This article was originally published in the April 2024 edition of YUToday.
MANISH KUMAR THOTA ’24, Katz School of Science and Health, M.S. Candidate in Artificial Intelligence
Imagine conversing with your most knowledgeable professor, the one who has a wealth of information and is eager to share it. That is the essence of my Visual Question Answering (VQA) model. The twist here is that the professor is not a person but a computer equipped to provide insights and answers with the same depth and accessibility.
That is how Manish Kumar Thota, who is pursuing a master’s degree in Artificial Intelligence (AI) at the Katz School of Science and Health, describes his research on developing a machine-learning chatbot that can assist students academically. “The challenge is to teach my VQA model, which I refer to as a digital brain, to understand both images and questions and respond the way your most knowledgeable professor would. It’s all about making computers as smart as the sharpest minds out there, one pixel at a time.”
Originally from Hyderabad, a major center for technology in southern India, Thota became interested in AI and data science during his undergraduate years when he worked on a project focused on “deep learning”—a method in AI that teaches computers to process data in a way that is inspired by the human brain. Deep-learning models can recognize complex patterns in pictures, text, sounds and other data to produce accurate insights and predictions with the precision one might expect from a seasoned pro. “That project fascinated me,” said Thota. “Together with my background in computer science, it led me to join Stryker R&D, working on cutting-edge projects in the Asia-Pacific region.”
His passion for AI research eventually drew him to the Katz School. “I chose Katz for my master’s degree because of its excellent course structure and alignment with my research interests,” said Thota. “The opportunity to work closely with faculty members whose work resonated with my interests was a major factor in my decision. Additionally, I had the privilege of interning as a machine-learning engineer at S&P Global during the summer and was fortunate to receive the Sacks Impact Graduate Fellowship in Ethics and Entrepreneurship from YU, covering my tuition expenses.”
At the Katz School, Thota is engaged in innovative projects, including the development of a VQA chatbot that integrates computer vision and natural-language processing technologies. It leverages a cutting-edge Generative Pre-trained Transformer (GPT) model to deliver enhanced personalized and interactive learning experiences. By incorporating machine learning algorithms, advanced natural-language processing and a comprehensive range of educational content, the chatbot enables students to learn at their preferred pace. They can revisit the material as often as necessary, engage with it more interactively and receive instant feedback on their comprehension.

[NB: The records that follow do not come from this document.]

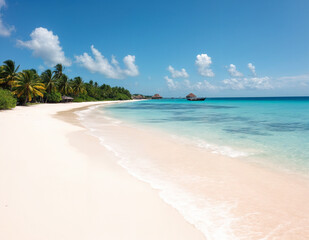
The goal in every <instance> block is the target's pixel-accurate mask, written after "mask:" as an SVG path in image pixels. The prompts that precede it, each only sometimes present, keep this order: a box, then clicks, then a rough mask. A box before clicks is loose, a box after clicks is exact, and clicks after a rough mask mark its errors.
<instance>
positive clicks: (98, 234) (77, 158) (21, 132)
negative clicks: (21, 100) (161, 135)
mask: <svg viewBox="0 0 309 240" xmlns="http://www.w3.org/2000/svg"><path fill="white" fill-rule="evenodd" d="M93 104H97V103H71V104H41V105H35V106H31V107H16V108H15V109H14V110H10V111H1V112H0V239H1V240H2V239H3V240H21V239H22V240H28V239H29V240H36V239H37V240H43V239H44V240H45V239H46V240H47V239H48V240H49V239H50V240H56V239H57V240H61V239H65V240H68V239H74V240H79V239H85V240H86V239H87V240H94V239H108V240H109V239H117V240H119V239H126V240H128V239H132V240H133V239H134V240H138V239H143V240H145V239H147V240H148V239H150V240H151V239H169V240H172V239H177V240H180V239H190V240H194V239H204V237H203V235H202V234H201V233H200V232H199V231H197V230H196V229H195V228H194V227H193V226H192V225H190V224H189V223H187V222H186V221H185V220H184V218H183V217H182V216H181V215H180V214H179V213H178V212H177V211H176V210H174V209H173V208H171V207H170V206H168V205H167V204H165V203H164V202H163V201H162V200H161V199H160V198H159V196H158V194H157V192H156V191H154V190H152V189H151V188H150V186H148V185H147V184H145V183H142V182H140V181H138V180H136V179H135V178H133V177H132V176H130V175H129V174H128V173H127V172H126V171H125V170H124V169H122V168H121V167H119V166H118V165H117V164H116V159H115V157H114V156H113V155H112V154H111V153H110V152H108V151H106V150H105V149H104V148H103V147H101V146H100V144H99V143H98V141H97V139H95V138H93V137H91V136H88V135H86V134H85V131H84V129H83V128H82V127H79V126H77V125H73V124H70V123H67V122H64V121H62V120H60V119H58V118H55V117H54V116H53V115H54V114H55V113H57V112H58V111H65V110H70V109H73V108H79V107H83V106H88V105H93Z"/></svg>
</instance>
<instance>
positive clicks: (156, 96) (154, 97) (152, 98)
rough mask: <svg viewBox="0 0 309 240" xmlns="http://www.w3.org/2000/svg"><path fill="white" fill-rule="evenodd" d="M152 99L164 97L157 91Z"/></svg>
mask: <svg viewBox="0 0 309 240" xmlns="http://www.w3.org/2000/svg"><path fill="white" fill-rule="evenodd" d="M152 99H162V97H161V96H160V95H159V94H158V93H156V94H155V95H153V96H152Z"/></svg>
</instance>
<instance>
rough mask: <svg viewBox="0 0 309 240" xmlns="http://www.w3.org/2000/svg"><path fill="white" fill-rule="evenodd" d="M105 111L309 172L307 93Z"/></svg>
mask: <svg viewBox="0 0 309 240" xmlns="http://www.w3.org/2000/svg"><path fill="white" fill-rule="evenodd" d="M106 111H107V113H108V114H110V115H111V116H112V117H116V118H118V119H122V120H125V121H130V122H134V123H139V124H145V125H147V126H151V127H157V128H160V129H163V130H165V131H168V132H170V133H172V134H175V135H178V136H182V137H185V138H187V139H190V140H192V142H194V143H196V144H198V145H199V146H201V147H206V148H209V149H211V150H212V151H215V152H218V153H221V154H225V155H229V156H231V157H242V158H244V159H247V160H257V159H259V160H260V159H263V160H265V162H269V163H275V164H279V165H280V166H282V167H284V168H285V169H293V170H299V171H302V172H305V173H309V97H295V98H294V97H287V98H232V99H227V98H222V99H206V101H204V102H191V101H187V100H185V99H163V100H147V101H137V102H128V103H122V104H115V105H111V106H109V107H107V108H106Z"/></svg>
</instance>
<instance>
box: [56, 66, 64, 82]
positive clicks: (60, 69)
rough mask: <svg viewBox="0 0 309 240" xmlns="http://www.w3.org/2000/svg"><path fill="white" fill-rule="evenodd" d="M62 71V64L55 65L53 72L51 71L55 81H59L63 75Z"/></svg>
mask: <svg viewBox="0 0 309 240" xmlns="http://www.w3.org/2000/svg"><path fill="white" fill-rule="evenodd" d="M63 71H64V67H63V66H62V64H60V63H59V64H57V65H56V66H55V71H53V73H54V74H55V77H56V78H57V79H60V78H61V77H62V75H63Z"/></svg>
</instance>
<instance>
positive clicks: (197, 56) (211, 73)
mask: <svg viewBox="0 0 309 240" xmlns="http://www.w3.org/2000/svg"><path fill="white" fill-rule="evenodd" d="M211 63H212V61H211V57H209V56H208V55H207V54H206V53H205V54H199V55H197V56H196V60H195V64H196V65H197V67H198V72H199V73H200V74H201V75H202V76H205V77H213V76H215V74H214V73H213V71H212V70H211V68H210V65H211Z"/></svg>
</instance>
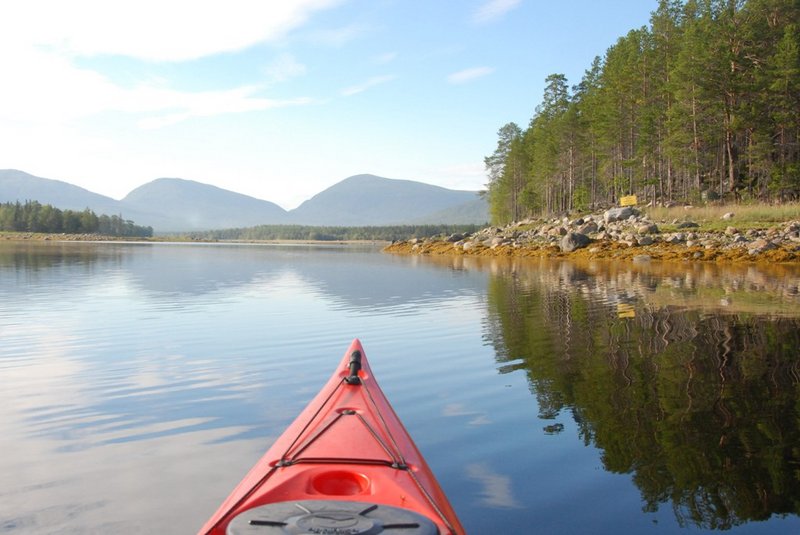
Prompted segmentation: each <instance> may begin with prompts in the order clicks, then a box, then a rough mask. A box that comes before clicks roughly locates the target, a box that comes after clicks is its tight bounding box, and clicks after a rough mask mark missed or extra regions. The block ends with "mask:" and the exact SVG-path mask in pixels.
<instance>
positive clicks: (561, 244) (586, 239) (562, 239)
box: [561, 232, 592, 253]
mask: <svg viewBox="0 0 800 535" xmlns="http://www.w3.org/2000/svg"><path fill="white" fill-rule="evenodd" d="M591 241H592V240H591V239H589V236H587V235H586V234H581V233H580V232H568V233H567V234H566V235H564V237H563V238H561V250H562V251H564V252H565V253H571V252H572V251H574V250H575V249H581V248H583V247H586V246H587V245H589V243H591Z"/></svg>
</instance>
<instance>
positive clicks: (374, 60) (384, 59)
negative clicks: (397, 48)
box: [372, 52, 397, 65]
mask: <svg viewBox="0 0 800 535" xmlns="http://www.w3.org/2000/svg"><path fill="white" fill-rule="evenodd" d="M395 59H397V52H386V53H384V54H378V55H377V56H375V57H373V58H372V62H373V63H375V64H377V65H386V64H387V63H391V62H392V61H394V60H395Z"/></svg>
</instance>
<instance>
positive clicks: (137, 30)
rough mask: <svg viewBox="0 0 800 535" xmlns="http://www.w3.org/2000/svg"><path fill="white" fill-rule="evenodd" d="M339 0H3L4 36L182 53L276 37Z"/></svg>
mask: <svg viewBox="0 0 800 535" xmlns="http://www.w3.org/2000/svg"><path fill="white" fill-rule="evenodd" d="M341 1H342V0H282V1H281V2H264V1H262V0H228V1H226V2H225V3H224V4H222V3H220V2H216V1H214V2H212V1H209V0H170V1H167V2H165V1H163V0H138V1H136V2H109V1H108V0H70V1H69V2H64V1H62V0H26V1H25V2H4V3H3V4H2V7H0V19H2V20H4V21H5V24H4V28H3V34H4V37H2V38H0V44H3V45H4V46H3V47H2V48H4V49H6V51H7V53H8V47H9V46H10V45H14V44H17V45H19V44H23V45H33V46H42V47H46V48H48V49H50V50H54V51H59V52H61V53H64V54H68V55H71V56H100V55H120V56H128V57H133V58H138V59H144V60H151V61H184V60H191V59H197V58H201V57H205V56H209V55H213V54H218V53H222V52H232V51H236V50H242V49H244V48H247V47H249V46H252V45H254V44H256V43H260V42H265V41H274V40H276V39H279V38H281V37H283V36H285V35H286V34H287V33H288V32H290V31H291V30H293V29H296V28H297V27H299V26H301V25H302V24H303V23H305V22H306V21H307V20H308V18H309V17H310V16H311V15H312V14H313V13H314V12H316V11H319V10H323V9H326V8H330V7H332V6H334V5H336V4H339V3H341Z"/></svg>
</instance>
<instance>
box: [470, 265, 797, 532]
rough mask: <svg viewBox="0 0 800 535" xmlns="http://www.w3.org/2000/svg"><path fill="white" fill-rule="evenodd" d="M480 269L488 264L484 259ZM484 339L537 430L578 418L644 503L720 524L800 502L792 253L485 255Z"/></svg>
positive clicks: (647, 510)
mask: <svg viewBox="0 0 800 535" xmlns="http://www.w3.org/2000/svg"><path fill="white" fill-rule="evenodd" d="M482 267H483V268H487V266H482ZM488 268H489V269H491V270H493V272H494V274H495V276H493V277H492V278H491V280H490V282H489V293H488V307H489V310H488V314H489V322H488V325H487V339H488V341H489V342H490V343H491V344H492V345H493V346H494V348H495V350H496V354H497V359H498V361H499V364H500V366H501V371H503V372H509V371H512V370H521V371H524V372H525V373H526V374H527V376H528V381H529V384H530V387H531V391H532V392H533V394H534V395H535V397H536V399H537V401H538V405H539V410H540V415H539V416H540V418H544V419H549V420H552V422H553V423H552V424H551V425H548V426H547V427H545V429H544V430H543V432H545V433H554V432H560V431H561V430H563V424H562V423H561V422H563V421H565V420H564V418H565V417H571V418H572V419H573V420H574V421H575V423H576V424H577V427H578V430H579V434H580V436H581V438H582V439H583V440H584V441H585V443H586V444H587V445H588V444H592V445H594V446H596V447H598V448H600V449H601V451H602V463H603V466H604V468H605V469H606V470H608V471H611V472H615V473H624V474H631V475H632V478H633V481H634V483H635V484H636V485H637V487H638V488H639V491H640V492H641V496H642V500H643V502H644V509H645V511H651V512H653V511H656V510H658V509H659V507H661V506H662V505H663V504H669V505H671V507H672V508H673V510H674V512H675V515H676V518H677V520H678V522H679V524H681V525H684V526H685V525H694V526H697V527H702V528H706V529H727V528H730V527H732V526H735V525H738V524H741V523H744V522H748V521H752V520H764V519H767V518H770V517H771V516H772V515H784V514H798V513H800V505H798V504H800V448H798V447H797V445H798V444H800V418H799V417H800V410H799V407H800V354H799V352H798V348H800V319H798V318H800V299H798V292H797V288H798V286H797V285H798V280H800V279H798V278H797V276H796V273H795V272H794V271H792V270H791V269H789V268H779V269H778V270H775V271H773V272H771V273H770V272H769V271H764V270H758V269H756V268H753V267H739V268H734V267H731V268H720V267H718V266H658V265H652V266H645V267H640V266H631V265H627V266H621V265H613V264H605V265H603V264H587V265H584V266H579V265H575V264H567V263H552V262H549V263H548V262H542V263H538V264H536V265H531V264H528V265H523V264H520V263H514V262H511V263H506V264H503V265H501V264H498V263H493V264H491V266H488Z"/></svg>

“The goal of the project is to train a large-language model with vision capabilities that can recognize and teach course content, answer questions and provide interactions with audiences,” said Dr. Youshan Zhang, an assistant professor of AI and computer science in the Katz School and Thota’s adviser. “This model can then be used to improve the learning experience for students in online courses by providing them with a more interactive and engaging learning environment.”
When asked if people should be nervous or excited about what lies ahead, Thota smiled. “The future of chatbots holds great promise, revolutionizing how we interact with technology and business,” he said. “While some may feel apprehensive about their chatbots, there’s more reason to be excited. These AI-driven assistants will streamline tasks, improve customer service, enhance accessibility and make daily life easier and more efficient.”